As for using left or right positioned content, there is no real usability downside to using them provided you restrict the width to some max-width so the text isn't strung across a huge screen (as you should with a centered position design). The only time left of right positioning the content could be bad is on very large screens if you have a content section with a small width. In this case, centering it can make it seem to take up slightly more room of the page given the extra white space is distributed among both sides instead of just one.

If you're centering the content it's good practice and design to center the header as well. This usually means you should also have the same max-width as the main content section if there is one. The first example of this that comes to mind is FaceBook's layout for desktops.

With that being said, make use of what's given. That means progressively adding more features for screens that can handle more, provided it's still good design. On sites I'm designing, I often hide the sidebar for mobile or make it flow below the main content section for screens that it cannot fit on (for more on this check out my other answer).


This is perhaps a question of taste but there are a few obvious problems with your approach.

I have been reading about the ideal width for good readability and discovered that the content width should not be more than 600-700px wide.

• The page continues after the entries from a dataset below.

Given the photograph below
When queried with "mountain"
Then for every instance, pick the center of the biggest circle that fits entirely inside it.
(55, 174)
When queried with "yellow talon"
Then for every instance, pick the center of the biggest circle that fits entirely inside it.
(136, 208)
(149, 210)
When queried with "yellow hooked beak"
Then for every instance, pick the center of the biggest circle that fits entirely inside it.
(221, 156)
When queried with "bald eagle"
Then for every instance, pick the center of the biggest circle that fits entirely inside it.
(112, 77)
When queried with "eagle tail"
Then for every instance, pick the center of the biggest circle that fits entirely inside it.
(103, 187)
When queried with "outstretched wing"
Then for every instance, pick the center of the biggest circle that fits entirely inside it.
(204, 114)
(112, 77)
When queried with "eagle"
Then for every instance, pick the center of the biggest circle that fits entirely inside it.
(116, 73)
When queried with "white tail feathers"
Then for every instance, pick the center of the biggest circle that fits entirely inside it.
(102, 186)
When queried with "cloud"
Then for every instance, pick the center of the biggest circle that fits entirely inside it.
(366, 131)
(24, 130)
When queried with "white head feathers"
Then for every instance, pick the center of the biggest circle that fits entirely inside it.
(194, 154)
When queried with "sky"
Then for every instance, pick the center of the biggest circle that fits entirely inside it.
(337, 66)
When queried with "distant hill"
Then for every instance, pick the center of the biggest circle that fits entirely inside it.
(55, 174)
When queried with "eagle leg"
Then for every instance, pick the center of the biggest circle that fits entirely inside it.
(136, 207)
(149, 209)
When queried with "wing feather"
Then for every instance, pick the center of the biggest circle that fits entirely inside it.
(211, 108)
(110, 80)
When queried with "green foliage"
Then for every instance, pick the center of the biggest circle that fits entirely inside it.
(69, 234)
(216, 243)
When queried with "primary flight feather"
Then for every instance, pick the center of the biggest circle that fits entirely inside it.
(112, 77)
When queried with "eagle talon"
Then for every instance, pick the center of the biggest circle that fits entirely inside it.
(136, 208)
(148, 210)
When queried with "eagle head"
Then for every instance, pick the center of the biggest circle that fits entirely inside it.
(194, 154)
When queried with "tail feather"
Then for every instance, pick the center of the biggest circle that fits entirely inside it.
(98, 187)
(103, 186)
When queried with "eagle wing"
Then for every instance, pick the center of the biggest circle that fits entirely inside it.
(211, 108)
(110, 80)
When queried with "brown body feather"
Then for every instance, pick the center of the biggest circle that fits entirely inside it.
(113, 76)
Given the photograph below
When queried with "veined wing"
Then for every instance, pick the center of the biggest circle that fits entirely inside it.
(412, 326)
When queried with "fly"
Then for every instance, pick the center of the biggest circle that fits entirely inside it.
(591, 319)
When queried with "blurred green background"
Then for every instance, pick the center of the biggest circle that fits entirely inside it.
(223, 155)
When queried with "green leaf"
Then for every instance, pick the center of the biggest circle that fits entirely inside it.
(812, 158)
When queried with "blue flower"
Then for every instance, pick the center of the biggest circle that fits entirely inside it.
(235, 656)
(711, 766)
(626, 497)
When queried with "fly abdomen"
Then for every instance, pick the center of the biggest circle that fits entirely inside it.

This isn't true, it depends on how your sizing your text and what typeface you're using. The actual typographic process is choosing a measure. There are various rules of thumb on choosing measure but you need to calculate your average character width for your typeface then determine line length from that (which will vary on the web depending how you're sizing text in your CSS). There's a section on this in Robert Bringhurst's The Elements of Typographic Style which is on the web here.

That said, the document you've linked to has a usable measure so you should be fine with that layout.

To address the larger layout issue, I'd say it's a process of choosing the lesser of two evils. You can add a sidebar to create a better aligned layout but from a design perspective you're only adding superfluous content that's going to distract your users by having more text and layout elements in their visual field. So from a usability perspective, ditch the sidebar and center align your content, because your content is the reason people are going to your site (not your layout).

Alternatively, I default to aligning left since negative space is rarely a negative on the web and western users will not notice it much since they're accustomed to reading left-to-right.

You also have to realize that not everyone has the same viewport size as you. There may be a large number of users to which left-aligned or center-aligned content will look fine (if their viewport is smaller, they have less empty space). No matter what size their viewport is, a crowded screen is never a better option.

You may want to look at analytics for the site to determine viewport sizes.